“Formül” var ama...
Siyasette “olması gereken” ile “olabilecek” her zaman örtüşmez.Gene öyle bir Meclis aritmetiğiyle karşı karşıyayız.AK Parti’ye hiçbir parti “dışarıdan destek” ya da “ortak...
Siyasette “olması gereken” ile “olabilecek” her zaman örtüşmez.
Gene öyle bir Meclis aritmetiğiyle karşı karşıyayız.
AK Parti’ye hiçbir parti “dışarıdan destek” ya da “ortak hükümet” formülüne sıcak bakmıyor.
Diğer seçenek olan “dışarıdan MHP destekli” CHP-HDP veya “dışarıdan HDP destekli” CHP-MHP hükümeti “kan uyuşmazlığı” alarmı vermekte.
Üçünün bir arada hükümeti ise “nehrin denize” değil “denizin nehre” akması kadar olasılık dışı.
Bu hallerin hiçbirinde “çözüm süreci” bir adım ilerlemez.
O halde aklın yolu “büyük koalisyon...”
Yani...
AK Parti - CHP ortak hükümeti.
Türkiye’de “büyük koalisyon” 27 Mayıs sonrası yapılan ilk seçim ertesi kurulmuştu.

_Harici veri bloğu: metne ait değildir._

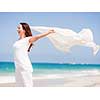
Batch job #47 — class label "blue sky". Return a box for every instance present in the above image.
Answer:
[0,12,100,64]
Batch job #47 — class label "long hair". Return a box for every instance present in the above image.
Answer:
[20,23,33,52]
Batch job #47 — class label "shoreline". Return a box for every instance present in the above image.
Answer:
[0,74,100,87]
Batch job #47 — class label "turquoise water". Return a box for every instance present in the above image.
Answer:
[0,62,100,74]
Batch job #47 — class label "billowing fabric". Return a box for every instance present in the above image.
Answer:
[31,26,100,55]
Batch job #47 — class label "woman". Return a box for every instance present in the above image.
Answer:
[13,23,54,87]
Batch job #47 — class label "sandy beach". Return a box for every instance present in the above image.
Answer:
[0,75,100,87]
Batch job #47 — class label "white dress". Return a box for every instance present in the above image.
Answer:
[13,37,33,87]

İhtilalin devirdiği Menderes’in Demokrat Parti’si ile İnönü’nün CHP’si geniş tabanlı “büyük koalisyonla” önemli misyonu başarıya ulaştırdı.
İki darbe girişimini aştı. Asker vesayetini aşağılara çekerek rejimi yerleştirdi.

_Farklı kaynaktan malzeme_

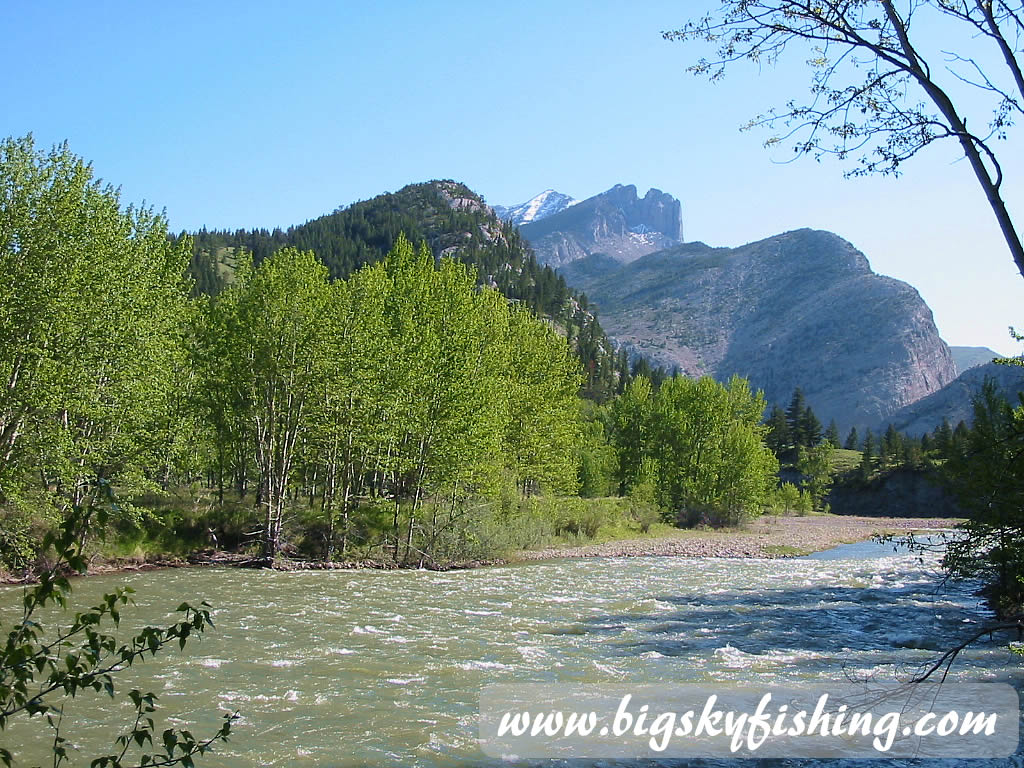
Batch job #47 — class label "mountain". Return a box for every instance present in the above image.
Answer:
[880,353,1024,436]
[557,228,956,430]
[495,189,580,226]
[520,184,683,267]
[182,180,629,400]
[949,347,1002,374]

Planlama müsteşarlığıyla ekonomiyi derleyip toparladı.
Camilerini bile ayıracak kadar halkın birbirine karşıt hale geldiği süreçten sonra siyasal barışı çatıdan tabana yaydı.
Restorasyonu gerçekleştirdi.
Almanya’daki son seçimler de Türkiye’ye benzer sonuçlar ortaya çıkarınca gene iki büyük partinin koalisyonuna gidilmiş bulunuyor.

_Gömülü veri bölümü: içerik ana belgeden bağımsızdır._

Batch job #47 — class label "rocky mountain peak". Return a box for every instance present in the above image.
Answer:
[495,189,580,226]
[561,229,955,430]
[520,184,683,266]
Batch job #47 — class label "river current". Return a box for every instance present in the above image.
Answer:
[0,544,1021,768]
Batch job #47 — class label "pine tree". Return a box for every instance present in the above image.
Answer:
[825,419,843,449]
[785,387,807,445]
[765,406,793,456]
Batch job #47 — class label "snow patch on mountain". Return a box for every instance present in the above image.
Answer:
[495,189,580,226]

Almanya’daki bu “büyük koalisyon” tıkır tıkır işlemekte.
Türkiye için de bir “AK Parti - CHP koalisyon hükümeti” son tahlilde “olması gereken”dir.
- 12 Eylül Anayasası yerine sivil ve çağdaş bir anayasa yapabilir.
Meclis’ten geçirecek çoğunluğa sahiptir.